Hitched: Don’t Expect Marriage To Change Everything

by The Frisky September 8, 2019
by The Frisky September 8, 2019

Because the world is a mysterious place, they have given that dude who wrote Men Are From Mars, Women Are From Venus an advice column. Who are “they”? I don’t know. People who are reassured by “logic” that basically boils down to “Men be watchin’ football, bitches be shoppin’,” I guess.

And because I only deserve nice things part of the time, I read this advice column. The fact that anyone would ask this stooge for tips on how to unclog a garbage disposal, let alone how to fix one’s relationship, shocks me into a long, slow rubberneck practically every time. But one letter in particular has stuck with me since I read it. In this letter, “Kissless” in Colorado wonders why getting married didn’t magically make her husband want to kiss her all the time?

She writes:

“I felt his kisses were a bit reserved while we were dating, but I thought over time they would become more passionate as we got closer and closer in our relationship. When that didn’t happen, I started telling him what I wanted and asking him why he wouldn’t kiss me passionately.”
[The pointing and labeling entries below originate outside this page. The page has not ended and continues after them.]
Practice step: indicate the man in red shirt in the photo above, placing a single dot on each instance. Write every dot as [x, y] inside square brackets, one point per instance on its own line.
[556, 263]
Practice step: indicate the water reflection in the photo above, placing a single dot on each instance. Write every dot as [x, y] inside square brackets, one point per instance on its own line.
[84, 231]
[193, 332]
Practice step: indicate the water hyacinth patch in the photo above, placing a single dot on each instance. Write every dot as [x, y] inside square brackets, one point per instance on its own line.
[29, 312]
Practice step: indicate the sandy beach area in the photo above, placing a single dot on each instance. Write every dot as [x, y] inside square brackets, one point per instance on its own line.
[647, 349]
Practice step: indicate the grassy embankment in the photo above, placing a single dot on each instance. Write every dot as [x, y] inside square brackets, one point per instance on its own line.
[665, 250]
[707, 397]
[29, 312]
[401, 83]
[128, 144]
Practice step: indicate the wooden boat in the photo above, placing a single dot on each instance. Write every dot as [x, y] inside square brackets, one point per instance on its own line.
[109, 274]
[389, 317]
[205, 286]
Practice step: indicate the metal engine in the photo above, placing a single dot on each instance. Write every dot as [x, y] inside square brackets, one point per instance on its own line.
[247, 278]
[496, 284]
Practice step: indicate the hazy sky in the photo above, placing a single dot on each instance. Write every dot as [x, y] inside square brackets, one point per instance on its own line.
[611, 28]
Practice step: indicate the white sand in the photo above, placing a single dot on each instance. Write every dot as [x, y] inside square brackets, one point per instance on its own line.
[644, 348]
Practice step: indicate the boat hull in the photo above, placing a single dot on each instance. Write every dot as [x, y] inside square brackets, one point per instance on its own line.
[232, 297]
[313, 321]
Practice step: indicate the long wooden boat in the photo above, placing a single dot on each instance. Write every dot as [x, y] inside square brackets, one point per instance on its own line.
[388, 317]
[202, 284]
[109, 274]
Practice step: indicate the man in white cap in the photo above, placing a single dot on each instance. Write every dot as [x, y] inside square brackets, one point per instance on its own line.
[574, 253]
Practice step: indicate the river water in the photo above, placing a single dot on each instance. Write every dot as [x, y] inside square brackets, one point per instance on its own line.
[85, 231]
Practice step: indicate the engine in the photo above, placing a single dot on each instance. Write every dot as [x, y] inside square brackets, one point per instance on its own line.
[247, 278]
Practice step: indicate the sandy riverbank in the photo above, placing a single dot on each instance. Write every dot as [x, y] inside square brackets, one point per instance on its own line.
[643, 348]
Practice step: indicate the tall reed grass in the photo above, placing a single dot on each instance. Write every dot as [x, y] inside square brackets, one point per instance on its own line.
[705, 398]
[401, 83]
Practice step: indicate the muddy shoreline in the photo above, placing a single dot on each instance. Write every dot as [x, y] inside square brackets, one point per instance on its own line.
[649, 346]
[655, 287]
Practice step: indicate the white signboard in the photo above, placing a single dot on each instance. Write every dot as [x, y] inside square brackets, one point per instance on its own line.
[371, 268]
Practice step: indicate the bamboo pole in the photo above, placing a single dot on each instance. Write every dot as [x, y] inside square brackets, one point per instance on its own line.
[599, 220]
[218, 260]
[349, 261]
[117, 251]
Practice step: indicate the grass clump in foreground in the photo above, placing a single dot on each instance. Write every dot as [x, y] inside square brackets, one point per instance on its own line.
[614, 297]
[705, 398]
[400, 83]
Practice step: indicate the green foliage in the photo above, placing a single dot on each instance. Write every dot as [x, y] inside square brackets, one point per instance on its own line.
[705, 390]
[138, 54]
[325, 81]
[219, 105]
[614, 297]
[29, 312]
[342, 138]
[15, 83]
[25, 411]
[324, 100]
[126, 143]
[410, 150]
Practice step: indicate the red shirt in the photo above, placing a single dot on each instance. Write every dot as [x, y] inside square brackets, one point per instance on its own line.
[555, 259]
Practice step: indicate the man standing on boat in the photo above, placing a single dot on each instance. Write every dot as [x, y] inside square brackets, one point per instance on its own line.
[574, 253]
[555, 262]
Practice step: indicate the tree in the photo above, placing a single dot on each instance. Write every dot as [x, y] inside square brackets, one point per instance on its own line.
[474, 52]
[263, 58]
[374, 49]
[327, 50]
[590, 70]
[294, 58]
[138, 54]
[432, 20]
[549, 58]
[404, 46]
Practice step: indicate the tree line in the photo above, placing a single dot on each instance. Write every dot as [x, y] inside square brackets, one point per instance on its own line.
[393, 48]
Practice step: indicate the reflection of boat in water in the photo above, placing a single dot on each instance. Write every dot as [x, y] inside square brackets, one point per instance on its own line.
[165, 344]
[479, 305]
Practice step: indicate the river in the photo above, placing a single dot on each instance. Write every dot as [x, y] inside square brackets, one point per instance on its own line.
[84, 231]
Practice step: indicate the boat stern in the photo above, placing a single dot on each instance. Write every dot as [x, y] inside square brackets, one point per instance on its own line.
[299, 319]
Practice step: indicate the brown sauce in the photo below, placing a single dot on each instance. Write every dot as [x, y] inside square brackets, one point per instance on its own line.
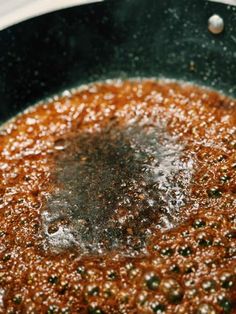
[120, 198]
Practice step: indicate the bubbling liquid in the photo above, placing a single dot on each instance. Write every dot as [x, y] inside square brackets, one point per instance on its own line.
[119, 197]
[115, 188]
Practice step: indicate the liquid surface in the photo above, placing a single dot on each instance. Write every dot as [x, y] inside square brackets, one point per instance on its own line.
[120, 198]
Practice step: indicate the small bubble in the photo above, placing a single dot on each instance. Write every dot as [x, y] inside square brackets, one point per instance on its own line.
[152, 281]
[215, 24]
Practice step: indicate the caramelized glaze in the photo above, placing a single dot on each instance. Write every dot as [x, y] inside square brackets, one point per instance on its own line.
[120, 198]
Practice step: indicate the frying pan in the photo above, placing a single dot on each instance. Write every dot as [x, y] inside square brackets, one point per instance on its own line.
[118, 38]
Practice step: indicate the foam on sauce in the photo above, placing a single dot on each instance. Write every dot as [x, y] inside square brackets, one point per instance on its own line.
[119, 197]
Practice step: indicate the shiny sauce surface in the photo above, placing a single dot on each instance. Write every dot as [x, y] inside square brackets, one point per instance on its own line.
[119, 197]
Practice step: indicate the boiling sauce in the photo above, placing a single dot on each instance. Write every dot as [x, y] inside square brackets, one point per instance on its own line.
[120, 198]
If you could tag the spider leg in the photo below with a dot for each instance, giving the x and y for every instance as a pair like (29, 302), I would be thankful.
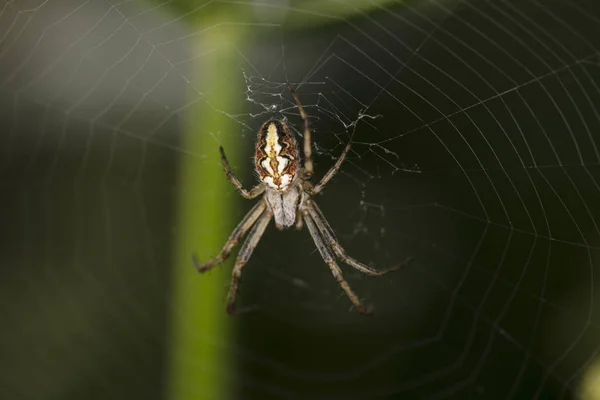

A year into their marriage, she’s fantasizing about other dudes and doesn’t “want to do something stupid that will jeopardize our marriage.” As we say in Texas: bless this lady’s heart. She’s already done “something stupid.” She got married. To a dude she knew wasn’t interested in giving her the kind of physical intimacy she wanted.

Source: AdobeStock

Marriage doesn’t automatically “fix” what’s wrong with your partner. Marriage isn’t going to make a cheater commit. Marriage isn’t going to make a deadbeat get a job. Marriage won’t make anyone smarter, funnier, more charming, more thoughtful, more anything you want them to be besides … more married.

Marriage turns single people who do shit that annoys their partners into married people who do shit that annoys their partners.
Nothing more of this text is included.